Historian Steve Holland has said, "The premise of Look and Learn was to delight and inspire the imaginations of its young readers. The success of the magazine has been put down to the high quality of the magazine's content. Jerome and "The Children's Crusade" by Henry Treece and a feature on the founding of the World Wildlife Fund.The first issue of the magazine sold about 700,000 copies and settled down to a regular sale of over 300,000 copies a week.
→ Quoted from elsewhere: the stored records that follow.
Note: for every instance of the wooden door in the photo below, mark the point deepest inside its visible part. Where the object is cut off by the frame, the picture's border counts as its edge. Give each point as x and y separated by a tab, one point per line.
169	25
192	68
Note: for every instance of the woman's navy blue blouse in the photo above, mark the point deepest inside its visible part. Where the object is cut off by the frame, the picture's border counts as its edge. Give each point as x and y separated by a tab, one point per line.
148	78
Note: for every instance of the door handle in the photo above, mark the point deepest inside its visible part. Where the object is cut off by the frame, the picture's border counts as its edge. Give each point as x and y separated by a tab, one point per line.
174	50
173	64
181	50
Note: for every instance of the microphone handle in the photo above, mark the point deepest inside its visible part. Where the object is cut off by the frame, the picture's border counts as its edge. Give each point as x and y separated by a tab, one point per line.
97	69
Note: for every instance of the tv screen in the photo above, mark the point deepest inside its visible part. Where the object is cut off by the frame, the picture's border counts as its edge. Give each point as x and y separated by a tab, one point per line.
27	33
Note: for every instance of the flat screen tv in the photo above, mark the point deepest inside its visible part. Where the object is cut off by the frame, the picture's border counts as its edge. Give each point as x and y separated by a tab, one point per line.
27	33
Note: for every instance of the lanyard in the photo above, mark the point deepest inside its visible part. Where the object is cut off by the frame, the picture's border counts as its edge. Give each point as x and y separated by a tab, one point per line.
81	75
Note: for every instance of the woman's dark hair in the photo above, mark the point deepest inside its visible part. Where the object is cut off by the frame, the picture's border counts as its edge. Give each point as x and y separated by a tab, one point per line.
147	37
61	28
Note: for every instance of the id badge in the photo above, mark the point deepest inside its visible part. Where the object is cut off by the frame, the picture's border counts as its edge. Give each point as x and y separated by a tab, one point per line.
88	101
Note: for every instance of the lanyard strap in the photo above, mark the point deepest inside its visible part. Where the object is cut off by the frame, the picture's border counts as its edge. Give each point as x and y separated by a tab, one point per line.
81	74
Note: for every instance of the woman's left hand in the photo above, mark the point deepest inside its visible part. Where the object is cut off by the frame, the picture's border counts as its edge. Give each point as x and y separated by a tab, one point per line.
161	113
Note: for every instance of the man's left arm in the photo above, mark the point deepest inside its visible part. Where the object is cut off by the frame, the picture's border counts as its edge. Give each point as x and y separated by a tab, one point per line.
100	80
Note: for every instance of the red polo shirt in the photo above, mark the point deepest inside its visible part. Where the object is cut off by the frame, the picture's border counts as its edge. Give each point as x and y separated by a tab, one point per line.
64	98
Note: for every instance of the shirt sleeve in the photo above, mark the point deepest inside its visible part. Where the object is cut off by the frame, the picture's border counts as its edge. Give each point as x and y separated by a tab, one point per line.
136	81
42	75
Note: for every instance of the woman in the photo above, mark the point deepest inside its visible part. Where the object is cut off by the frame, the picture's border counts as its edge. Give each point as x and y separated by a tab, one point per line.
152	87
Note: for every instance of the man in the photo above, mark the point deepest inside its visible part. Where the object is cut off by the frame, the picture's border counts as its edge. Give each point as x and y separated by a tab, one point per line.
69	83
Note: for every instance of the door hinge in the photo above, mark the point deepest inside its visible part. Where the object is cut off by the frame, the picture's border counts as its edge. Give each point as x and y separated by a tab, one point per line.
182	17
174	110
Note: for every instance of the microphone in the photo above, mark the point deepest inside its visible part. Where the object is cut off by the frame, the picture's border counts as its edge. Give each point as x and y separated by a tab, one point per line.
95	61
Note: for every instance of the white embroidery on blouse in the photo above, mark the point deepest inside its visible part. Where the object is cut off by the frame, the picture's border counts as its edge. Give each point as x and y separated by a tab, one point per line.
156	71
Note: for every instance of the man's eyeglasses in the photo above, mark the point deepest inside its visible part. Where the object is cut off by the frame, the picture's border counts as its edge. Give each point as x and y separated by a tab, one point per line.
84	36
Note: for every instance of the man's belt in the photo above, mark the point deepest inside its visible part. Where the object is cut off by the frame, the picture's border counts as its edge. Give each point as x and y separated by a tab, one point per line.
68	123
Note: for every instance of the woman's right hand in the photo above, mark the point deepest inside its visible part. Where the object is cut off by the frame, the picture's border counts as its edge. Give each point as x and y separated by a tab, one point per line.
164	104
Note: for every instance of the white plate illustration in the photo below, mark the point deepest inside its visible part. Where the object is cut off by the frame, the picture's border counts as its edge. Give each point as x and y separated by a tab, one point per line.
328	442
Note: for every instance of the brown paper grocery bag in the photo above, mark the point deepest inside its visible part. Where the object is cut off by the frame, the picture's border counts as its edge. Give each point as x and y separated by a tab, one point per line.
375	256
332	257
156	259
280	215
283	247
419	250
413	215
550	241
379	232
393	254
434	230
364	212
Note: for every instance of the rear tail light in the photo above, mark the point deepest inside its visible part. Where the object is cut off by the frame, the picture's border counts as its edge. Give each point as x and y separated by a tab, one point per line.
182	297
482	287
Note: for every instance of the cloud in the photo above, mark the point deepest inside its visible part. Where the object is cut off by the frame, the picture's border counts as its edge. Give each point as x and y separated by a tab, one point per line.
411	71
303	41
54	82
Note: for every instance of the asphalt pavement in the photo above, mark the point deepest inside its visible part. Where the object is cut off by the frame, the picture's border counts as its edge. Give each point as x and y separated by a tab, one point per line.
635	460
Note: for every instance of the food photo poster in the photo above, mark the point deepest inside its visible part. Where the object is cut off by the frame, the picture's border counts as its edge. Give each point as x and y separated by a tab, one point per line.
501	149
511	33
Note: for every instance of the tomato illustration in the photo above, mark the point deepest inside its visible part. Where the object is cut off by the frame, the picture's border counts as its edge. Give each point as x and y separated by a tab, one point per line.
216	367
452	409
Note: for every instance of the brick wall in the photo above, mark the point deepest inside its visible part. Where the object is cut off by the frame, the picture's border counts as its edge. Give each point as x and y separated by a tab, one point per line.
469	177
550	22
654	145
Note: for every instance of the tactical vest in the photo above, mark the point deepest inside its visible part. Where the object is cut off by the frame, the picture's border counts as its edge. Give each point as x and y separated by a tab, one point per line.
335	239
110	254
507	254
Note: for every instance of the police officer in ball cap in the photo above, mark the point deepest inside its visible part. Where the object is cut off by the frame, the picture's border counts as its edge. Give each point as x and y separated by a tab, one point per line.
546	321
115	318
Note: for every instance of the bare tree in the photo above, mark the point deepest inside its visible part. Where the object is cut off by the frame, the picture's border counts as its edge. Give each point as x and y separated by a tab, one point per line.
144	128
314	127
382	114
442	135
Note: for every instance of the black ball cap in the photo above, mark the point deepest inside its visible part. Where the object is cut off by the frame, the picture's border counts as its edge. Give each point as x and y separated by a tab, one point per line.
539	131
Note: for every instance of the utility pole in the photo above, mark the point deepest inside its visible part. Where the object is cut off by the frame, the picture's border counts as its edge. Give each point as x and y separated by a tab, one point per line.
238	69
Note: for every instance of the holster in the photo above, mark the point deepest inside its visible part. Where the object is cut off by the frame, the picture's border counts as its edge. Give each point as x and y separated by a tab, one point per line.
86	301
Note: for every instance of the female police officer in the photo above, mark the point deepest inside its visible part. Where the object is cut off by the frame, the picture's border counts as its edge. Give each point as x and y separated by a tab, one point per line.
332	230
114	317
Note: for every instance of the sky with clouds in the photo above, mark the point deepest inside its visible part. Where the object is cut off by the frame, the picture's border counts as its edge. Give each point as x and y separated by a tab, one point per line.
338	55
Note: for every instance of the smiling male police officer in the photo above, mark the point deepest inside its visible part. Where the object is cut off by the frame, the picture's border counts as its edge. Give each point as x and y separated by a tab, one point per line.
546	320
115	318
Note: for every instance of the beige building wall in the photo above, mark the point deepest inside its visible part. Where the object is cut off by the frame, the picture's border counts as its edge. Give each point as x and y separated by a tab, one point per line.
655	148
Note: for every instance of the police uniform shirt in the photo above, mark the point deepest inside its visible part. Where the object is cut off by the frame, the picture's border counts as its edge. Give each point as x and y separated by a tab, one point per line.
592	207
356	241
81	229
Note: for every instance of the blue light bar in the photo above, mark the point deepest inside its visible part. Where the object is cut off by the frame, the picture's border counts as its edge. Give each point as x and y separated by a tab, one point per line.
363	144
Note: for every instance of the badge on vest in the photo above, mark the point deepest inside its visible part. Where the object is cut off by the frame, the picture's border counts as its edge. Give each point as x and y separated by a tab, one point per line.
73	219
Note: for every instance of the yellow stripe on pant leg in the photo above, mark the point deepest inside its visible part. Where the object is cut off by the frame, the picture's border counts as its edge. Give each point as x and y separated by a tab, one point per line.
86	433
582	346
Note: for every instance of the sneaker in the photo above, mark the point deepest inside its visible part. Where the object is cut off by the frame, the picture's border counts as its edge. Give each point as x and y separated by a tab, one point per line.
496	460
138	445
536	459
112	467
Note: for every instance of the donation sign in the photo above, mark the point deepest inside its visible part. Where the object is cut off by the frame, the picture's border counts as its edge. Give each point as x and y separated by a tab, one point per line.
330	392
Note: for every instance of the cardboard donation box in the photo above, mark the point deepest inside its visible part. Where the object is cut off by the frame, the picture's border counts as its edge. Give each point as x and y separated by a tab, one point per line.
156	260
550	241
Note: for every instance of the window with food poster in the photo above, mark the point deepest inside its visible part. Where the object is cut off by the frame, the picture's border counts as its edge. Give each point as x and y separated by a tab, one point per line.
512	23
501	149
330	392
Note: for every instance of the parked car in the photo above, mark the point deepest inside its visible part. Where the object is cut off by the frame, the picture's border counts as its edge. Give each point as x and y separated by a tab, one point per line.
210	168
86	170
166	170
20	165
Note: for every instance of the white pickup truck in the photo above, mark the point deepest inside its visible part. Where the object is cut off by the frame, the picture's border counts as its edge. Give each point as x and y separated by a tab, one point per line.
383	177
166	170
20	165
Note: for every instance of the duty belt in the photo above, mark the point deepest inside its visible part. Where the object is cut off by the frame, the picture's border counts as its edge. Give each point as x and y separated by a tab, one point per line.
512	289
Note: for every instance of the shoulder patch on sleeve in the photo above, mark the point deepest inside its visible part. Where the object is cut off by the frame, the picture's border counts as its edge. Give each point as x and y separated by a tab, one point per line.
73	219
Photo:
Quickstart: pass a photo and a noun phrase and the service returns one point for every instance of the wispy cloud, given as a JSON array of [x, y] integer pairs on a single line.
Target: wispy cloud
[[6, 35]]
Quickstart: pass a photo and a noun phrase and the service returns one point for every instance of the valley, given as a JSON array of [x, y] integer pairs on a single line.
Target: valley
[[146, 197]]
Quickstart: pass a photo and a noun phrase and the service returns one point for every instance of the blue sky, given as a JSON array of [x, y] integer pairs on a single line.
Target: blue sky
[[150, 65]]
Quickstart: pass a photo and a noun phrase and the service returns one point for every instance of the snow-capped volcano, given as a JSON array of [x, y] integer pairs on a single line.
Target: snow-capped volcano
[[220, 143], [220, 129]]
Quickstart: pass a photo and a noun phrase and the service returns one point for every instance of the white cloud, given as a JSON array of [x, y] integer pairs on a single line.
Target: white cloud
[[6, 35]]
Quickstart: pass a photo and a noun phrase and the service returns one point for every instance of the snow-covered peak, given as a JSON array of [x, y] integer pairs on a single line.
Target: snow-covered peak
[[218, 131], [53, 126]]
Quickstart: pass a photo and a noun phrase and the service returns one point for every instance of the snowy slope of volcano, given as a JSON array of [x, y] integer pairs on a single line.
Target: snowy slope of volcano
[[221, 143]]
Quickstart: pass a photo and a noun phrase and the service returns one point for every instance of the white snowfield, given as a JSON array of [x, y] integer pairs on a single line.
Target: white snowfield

Look And Learn Comic Trigan Series Written Mainly
Another strip was Rob Riley, also originally from Ranger. It told the story of an alien culture that contained an educational blend of science and Earth-like ancient civilizations. It transferred to Look and Learn in issue 232, June 1966 when the two titles merged, and ran there until the title ceased publication. Price increases in the early 1980s added a further 10 pence to the weekly cost of the magazine and the editor had to admit that "we simply do not sell enough to meet the very heavy cost of producing a magazine of the quality of Look and Learn and we are therefore unable to continue publication." Look and Learn folded with issue 1049, dated 17 April 1982.It did include a comic strip section, the most important strip was The Trigan Empire, a science fiction series written mainly by Mike Butterworth and most notably drawn by Don Lawrence, which first appeared in Ranger in September 1965. Sales had, however, been declining throughout the 1970s, a decade which had seen the price of the paper rise from 7½ pence to 30 pence due to sharply increasing production costs. 724 (29 November 1975).It was under Parker's editorship that the paper underwent a facelift with issue 844 (18 March 1978), absorbed World of Knowledge in early 1981, and celebrated its 1,000th issue later that same year ().